Tak menunggu lama, pesanan mereka diantar oleh Jumi, anak Mpok Entin yang sudah berumur 22 tahun. Ekonomi yang menyebabkan Jumi, harus rela terhenti dari bangku sekolah.
"Makasih, Mbak!" ujar Fajar.
"Iya, Mbak. Terima kasih," sambung Mentari. Mereka berdua langsung melahap sarapan yang telah mereka pesan.
Mata Fajar menangkap sosok siluman harimau yang melangkahkan kakinya ke warung Mpok Entin.
"Tar?" panggil Fajar sembari menyeruput teh hangatnya.
"Hm."
"Gue minta tolong boleh?" Mentari mendongkakan wajahnya untuk menatap Fajar.
"Apaan?"
"Nitip bayarin, ya? Ini uangnya." Fajar menyerahkan uang selembar bernominal dua puluh ribu.
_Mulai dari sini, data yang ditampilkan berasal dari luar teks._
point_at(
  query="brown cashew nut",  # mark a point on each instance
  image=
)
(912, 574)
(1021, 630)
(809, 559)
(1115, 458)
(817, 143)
"Oh, oke, btw lo mau ke mana?" tanya Mentari.
"Ada tugas negara, tolong, ya, Tar?" rengek Fajar.
"Oke-oke santai," balas Mentari singkat. Gadis itu melanjutkan makannya, sementara Fajar sudah bangkit dan bersiap melangkah menghampiri siluman harimau.
"Oke, jar! Kita buat siluman harimau itu jadi manusia! Lo bisa, pasti bisa! Secara? Fajar ganteng!" batin Fajar menyemangati. Dia menguatkan mental, jaga-jaga siapa tau siluman harimau itu mengamuk dadakan.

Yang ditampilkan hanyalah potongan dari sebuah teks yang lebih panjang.